Data Purchasing Challenge 2022
Sneak Peek into the image samples from Round 2 dataset.
This notebook will help you to visualise images from different classes and combinations of them.
Quickly take a look at the image samples of different class labels.
This notebook will help you to understand images from different classes. Specifically, images of 'stray_partical' and 'discoloration' new classes introduced in 2nd round of this challenge.
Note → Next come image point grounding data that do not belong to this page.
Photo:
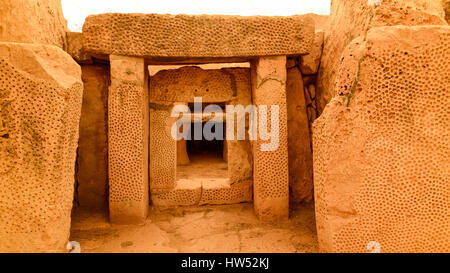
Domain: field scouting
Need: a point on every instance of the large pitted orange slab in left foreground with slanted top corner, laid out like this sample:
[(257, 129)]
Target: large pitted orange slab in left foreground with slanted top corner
[(40, 104)]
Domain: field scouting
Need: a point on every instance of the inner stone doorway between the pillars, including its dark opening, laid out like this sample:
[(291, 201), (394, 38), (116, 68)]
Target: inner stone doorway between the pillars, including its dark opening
[(198, 169)]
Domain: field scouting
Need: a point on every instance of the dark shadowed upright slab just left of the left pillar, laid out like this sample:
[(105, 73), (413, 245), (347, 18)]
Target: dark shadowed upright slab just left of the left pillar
[(92, 175)]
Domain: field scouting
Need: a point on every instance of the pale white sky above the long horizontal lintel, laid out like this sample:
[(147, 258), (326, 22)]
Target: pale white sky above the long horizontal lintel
[(76, 11)]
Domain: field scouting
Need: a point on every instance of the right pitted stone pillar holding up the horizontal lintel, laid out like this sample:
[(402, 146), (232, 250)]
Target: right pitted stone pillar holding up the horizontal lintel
[(271, 176)]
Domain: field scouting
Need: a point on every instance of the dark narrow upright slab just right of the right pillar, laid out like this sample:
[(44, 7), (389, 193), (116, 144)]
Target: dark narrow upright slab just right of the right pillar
[(299, 139)]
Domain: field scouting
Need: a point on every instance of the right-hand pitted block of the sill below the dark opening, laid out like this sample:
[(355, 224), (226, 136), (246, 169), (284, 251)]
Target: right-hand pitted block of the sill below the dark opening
[(224, 193)]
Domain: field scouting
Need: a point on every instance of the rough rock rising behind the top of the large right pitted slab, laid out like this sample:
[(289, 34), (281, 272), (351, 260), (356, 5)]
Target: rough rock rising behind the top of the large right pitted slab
[(352, 18)]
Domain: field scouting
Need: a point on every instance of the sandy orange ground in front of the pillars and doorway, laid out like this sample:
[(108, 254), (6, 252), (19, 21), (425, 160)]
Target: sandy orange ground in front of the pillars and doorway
[(204, 229)]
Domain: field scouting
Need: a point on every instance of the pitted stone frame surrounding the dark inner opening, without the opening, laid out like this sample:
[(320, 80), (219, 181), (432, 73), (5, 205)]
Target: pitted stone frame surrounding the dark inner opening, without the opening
[(168, 88)]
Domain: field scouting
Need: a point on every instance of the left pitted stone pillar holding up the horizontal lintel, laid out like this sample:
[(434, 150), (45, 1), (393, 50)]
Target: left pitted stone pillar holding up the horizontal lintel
[(128, 135)]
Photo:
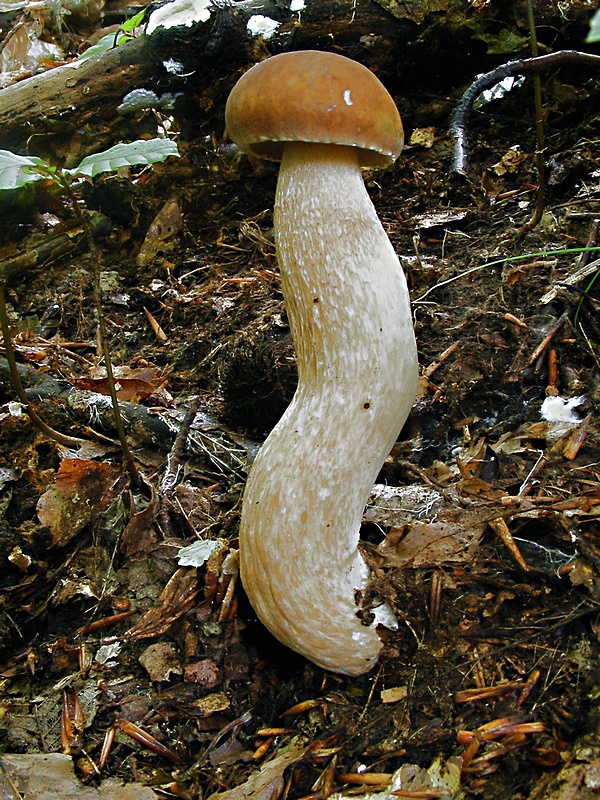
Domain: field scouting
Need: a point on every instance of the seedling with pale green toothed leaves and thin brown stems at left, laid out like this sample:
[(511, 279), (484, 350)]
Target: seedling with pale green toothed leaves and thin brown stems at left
[(17, 171)]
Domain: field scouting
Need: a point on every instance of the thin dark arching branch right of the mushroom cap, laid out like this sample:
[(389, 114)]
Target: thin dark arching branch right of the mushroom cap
[(458, 124)]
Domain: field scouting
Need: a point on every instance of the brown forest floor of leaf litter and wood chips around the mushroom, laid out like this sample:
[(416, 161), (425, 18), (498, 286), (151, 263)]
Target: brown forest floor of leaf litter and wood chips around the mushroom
[(485, 536)]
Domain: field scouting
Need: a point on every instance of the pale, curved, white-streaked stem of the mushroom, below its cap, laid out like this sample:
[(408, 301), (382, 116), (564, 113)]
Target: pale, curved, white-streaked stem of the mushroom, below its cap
[(349, 313)]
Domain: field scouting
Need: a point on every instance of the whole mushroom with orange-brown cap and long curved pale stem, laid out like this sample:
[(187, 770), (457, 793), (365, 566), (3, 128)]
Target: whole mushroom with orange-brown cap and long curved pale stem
[(324, 116)]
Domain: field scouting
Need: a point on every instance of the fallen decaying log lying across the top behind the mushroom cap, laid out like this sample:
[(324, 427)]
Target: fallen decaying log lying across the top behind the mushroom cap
[(70, 111)]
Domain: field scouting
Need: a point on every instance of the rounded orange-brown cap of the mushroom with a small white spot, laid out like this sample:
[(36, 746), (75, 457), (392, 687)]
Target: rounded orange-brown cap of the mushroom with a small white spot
[(313, 96)]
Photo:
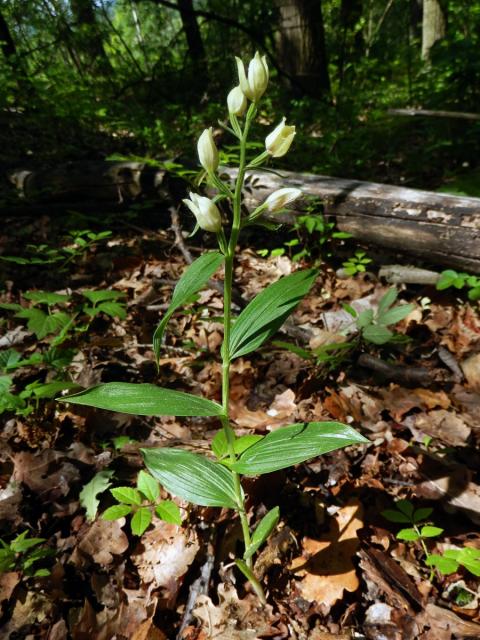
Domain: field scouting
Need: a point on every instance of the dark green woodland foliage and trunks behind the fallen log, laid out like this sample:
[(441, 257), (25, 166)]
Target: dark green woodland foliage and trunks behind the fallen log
[(88, 78)]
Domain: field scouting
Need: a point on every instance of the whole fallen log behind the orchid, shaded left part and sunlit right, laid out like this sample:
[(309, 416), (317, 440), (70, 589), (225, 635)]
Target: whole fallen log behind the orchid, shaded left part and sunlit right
[(438, 228)]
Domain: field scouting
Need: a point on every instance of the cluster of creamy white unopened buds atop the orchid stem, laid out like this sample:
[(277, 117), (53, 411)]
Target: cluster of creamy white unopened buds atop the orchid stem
[(252, 84)]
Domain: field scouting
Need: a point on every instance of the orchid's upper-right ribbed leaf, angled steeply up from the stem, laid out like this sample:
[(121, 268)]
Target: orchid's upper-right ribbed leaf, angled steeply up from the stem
[(266, 313)]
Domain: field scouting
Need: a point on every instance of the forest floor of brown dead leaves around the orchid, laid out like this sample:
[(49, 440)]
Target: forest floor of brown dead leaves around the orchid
[(335, 568)]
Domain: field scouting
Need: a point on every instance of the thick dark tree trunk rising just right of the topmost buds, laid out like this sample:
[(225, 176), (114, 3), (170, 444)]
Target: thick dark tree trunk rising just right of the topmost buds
[(301, 44)]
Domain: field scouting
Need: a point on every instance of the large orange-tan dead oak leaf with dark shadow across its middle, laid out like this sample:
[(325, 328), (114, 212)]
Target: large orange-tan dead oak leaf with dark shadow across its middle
[(325, 567)]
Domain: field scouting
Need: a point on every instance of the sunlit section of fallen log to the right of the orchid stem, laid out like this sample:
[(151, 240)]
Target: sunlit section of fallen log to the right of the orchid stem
[(438, 228)]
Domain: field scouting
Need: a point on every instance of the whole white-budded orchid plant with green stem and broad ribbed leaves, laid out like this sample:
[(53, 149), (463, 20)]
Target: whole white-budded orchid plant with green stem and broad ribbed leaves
[(216, 481)]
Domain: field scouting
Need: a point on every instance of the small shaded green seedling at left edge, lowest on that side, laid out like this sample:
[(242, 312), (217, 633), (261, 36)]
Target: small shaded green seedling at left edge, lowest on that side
[(23, 554)]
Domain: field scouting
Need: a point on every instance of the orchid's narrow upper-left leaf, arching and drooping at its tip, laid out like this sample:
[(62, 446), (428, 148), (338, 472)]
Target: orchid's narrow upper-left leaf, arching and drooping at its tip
[(192, 280)]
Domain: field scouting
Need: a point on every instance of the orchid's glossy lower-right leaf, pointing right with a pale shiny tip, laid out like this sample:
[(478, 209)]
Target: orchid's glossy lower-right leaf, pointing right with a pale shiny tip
[(294, 444)]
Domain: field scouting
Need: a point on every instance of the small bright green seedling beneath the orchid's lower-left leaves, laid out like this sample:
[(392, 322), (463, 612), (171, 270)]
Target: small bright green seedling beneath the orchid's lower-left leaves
[(140, 503)]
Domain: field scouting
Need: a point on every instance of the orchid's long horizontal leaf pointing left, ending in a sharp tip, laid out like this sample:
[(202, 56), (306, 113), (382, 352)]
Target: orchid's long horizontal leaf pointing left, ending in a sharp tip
[(144, 400)]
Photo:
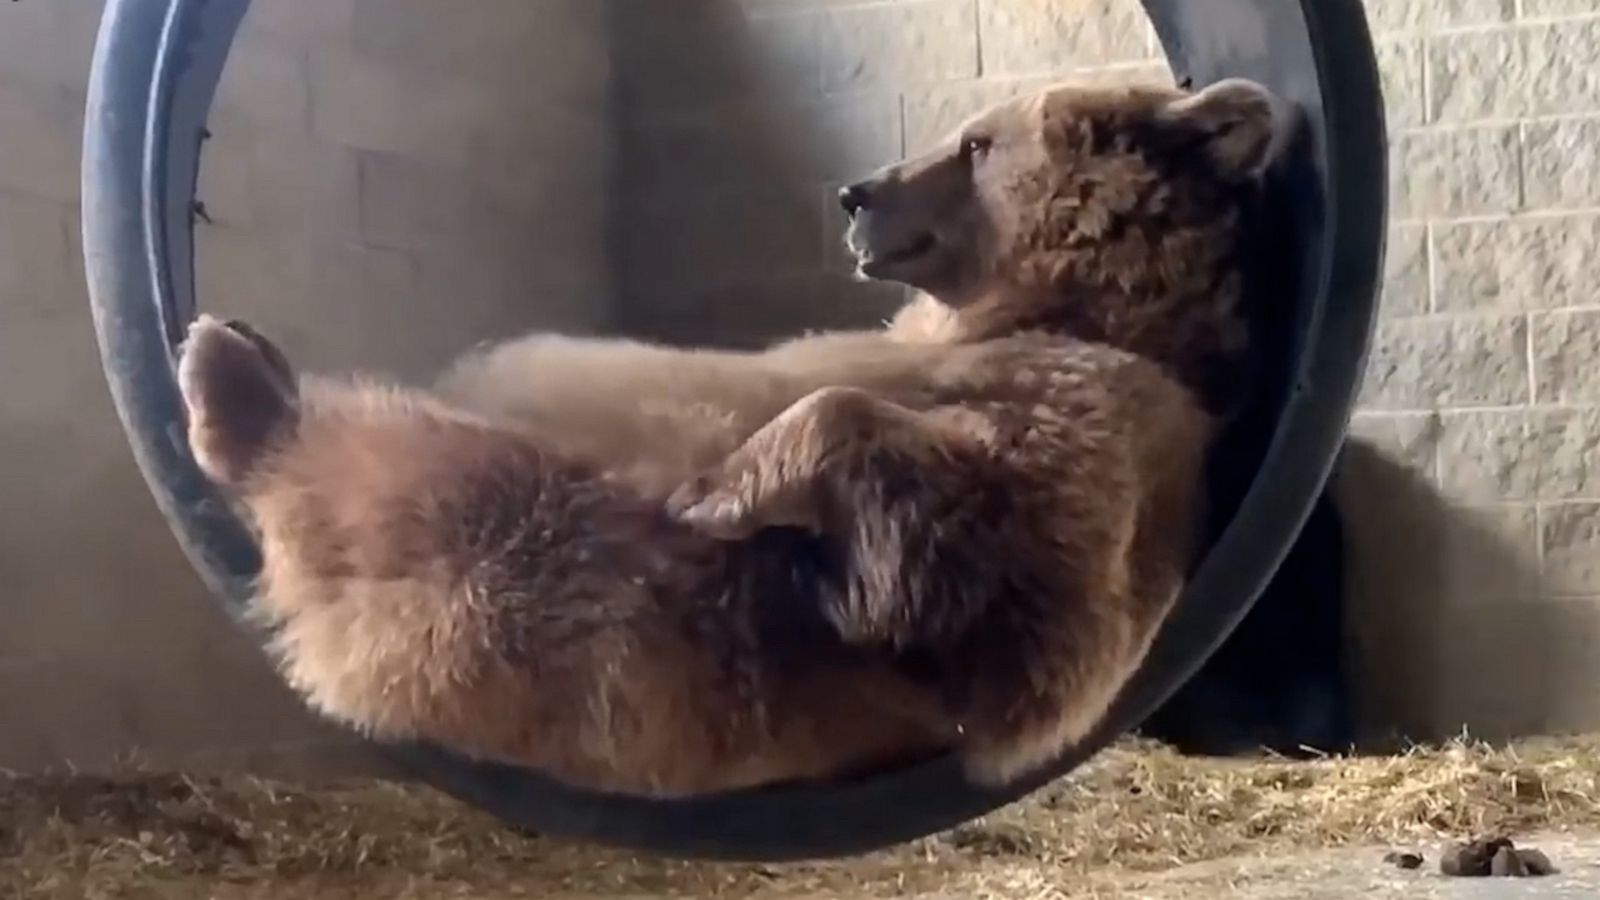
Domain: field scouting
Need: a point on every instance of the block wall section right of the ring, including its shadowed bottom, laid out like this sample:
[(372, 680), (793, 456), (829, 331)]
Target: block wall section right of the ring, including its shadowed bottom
[(1474, 491)]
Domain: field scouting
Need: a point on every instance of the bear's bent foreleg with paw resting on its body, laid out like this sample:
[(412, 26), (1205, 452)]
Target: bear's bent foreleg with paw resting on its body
[(871, 476)]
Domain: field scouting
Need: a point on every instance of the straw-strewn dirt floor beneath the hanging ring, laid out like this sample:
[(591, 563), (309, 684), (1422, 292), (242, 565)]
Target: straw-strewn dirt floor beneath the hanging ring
[(1138, 822)]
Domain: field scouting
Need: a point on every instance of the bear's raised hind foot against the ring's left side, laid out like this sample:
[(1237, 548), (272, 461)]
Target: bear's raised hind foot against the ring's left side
[(241, 395)]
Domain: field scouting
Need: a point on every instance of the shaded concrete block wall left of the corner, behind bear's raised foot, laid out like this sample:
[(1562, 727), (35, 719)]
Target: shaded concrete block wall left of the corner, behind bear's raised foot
[(390, 182)]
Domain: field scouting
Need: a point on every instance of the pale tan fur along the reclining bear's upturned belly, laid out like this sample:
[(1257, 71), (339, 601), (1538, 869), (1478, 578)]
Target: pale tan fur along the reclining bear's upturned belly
[(655, 416)]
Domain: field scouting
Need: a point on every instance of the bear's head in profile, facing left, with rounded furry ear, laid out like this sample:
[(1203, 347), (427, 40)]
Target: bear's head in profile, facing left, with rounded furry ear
[(1114, 214)]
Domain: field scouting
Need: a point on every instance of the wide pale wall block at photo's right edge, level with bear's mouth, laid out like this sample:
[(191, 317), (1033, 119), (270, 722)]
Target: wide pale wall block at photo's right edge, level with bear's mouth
[(1518, 265)]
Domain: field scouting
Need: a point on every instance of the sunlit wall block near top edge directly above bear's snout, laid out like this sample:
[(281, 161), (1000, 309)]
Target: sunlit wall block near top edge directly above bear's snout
[(914, 42)]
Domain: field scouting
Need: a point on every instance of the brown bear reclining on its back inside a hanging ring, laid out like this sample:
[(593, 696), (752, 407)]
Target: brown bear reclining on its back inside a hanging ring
[(956, 534)]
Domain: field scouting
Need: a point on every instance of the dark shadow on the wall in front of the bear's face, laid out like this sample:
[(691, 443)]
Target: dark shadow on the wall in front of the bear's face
[(724, 222)]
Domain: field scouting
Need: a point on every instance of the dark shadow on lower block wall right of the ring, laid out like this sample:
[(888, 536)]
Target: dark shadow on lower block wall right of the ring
[(1450, 629)]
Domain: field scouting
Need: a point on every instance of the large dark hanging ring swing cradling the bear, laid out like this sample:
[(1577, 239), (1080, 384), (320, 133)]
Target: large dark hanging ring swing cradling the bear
[(154, 74)]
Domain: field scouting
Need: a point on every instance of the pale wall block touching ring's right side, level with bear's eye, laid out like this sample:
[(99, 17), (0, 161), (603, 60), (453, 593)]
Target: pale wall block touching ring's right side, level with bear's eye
[(1458, 172)]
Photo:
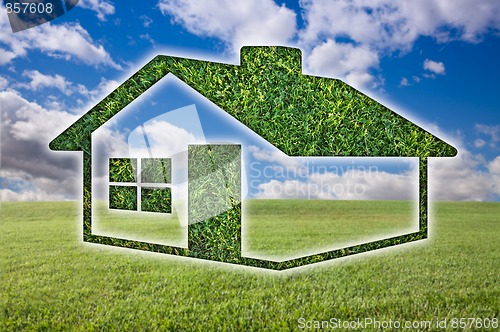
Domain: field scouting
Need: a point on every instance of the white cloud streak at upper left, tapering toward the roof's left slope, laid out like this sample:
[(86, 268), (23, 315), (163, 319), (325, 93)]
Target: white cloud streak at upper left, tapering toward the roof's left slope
[(66, 41)]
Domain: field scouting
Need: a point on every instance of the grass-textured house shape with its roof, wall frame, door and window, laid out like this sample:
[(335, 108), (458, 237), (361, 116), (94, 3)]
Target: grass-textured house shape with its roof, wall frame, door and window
[(300, 115)]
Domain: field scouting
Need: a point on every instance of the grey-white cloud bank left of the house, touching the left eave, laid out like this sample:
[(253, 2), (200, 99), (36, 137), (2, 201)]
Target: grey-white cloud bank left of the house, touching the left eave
[(26, 130)]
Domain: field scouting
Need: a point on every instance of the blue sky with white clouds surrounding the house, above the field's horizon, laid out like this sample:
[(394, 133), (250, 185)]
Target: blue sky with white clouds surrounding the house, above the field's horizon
[(431, 61)]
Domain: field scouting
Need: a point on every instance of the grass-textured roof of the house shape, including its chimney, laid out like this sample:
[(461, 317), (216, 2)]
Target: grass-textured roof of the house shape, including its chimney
[(301, 115)]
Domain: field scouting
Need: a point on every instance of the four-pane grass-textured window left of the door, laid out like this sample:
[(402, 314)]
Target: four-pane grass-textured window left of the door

We make use of deepml python library to quickly visualize these images.
In [ ]:
!pip install deepml
In [1]:
import pandas as pd
import deepml
import seaborn as sns
import matplotlib.pyplot as plt
import matplotlib as mpl
#mpl.rcParams['text.color'] = 'white'
In [2]:
train_df = pd.read_csv("data-purchasing-challenge-2022-starter-kit/data/training/labels.csv")
train_df.info()
In [3]:
train_df.head()
Out[3]:
Create additional class called 'no_defect' for image samples containig no damages.
In [4]:
train_df['no_defect'] = (~train_df.iloc[:, 1:].any(axis=1)).astype(int)
In [5]:
classes = train_df.columns[1:].tolist()
classes
Out[5]:
Since it's a multiclass classification challenge, let's create Joined Class Label Distribution.¶
In [6]:
train_df['joined_label'] = train_df[classes].apply(lambda row: " ".join([c for c in classes if row[c]]),
axis=1)
train_df.head()
Out[6]:
In [7]:
train_df['joined_label'].value_counts()
Out[7]:
In [8]:
plt.figure(figsize=(10,15))
sns.countplot(y='joined_label', data=train_df)
Out[8]:
In [9]:
from deepml.visualize import show_images_from_dataframe
Random samples from training csv file¶
In [10]:
train_image_dir = "data-purchasing-challenge-2022-starter-kit/data/training/images"
show_images_from_dataframe(train_df, img_dir = train_image_dir, image_file_name_column='filename',
label_column='joined_label', samples=10, cols=2, figsize=(10, 30))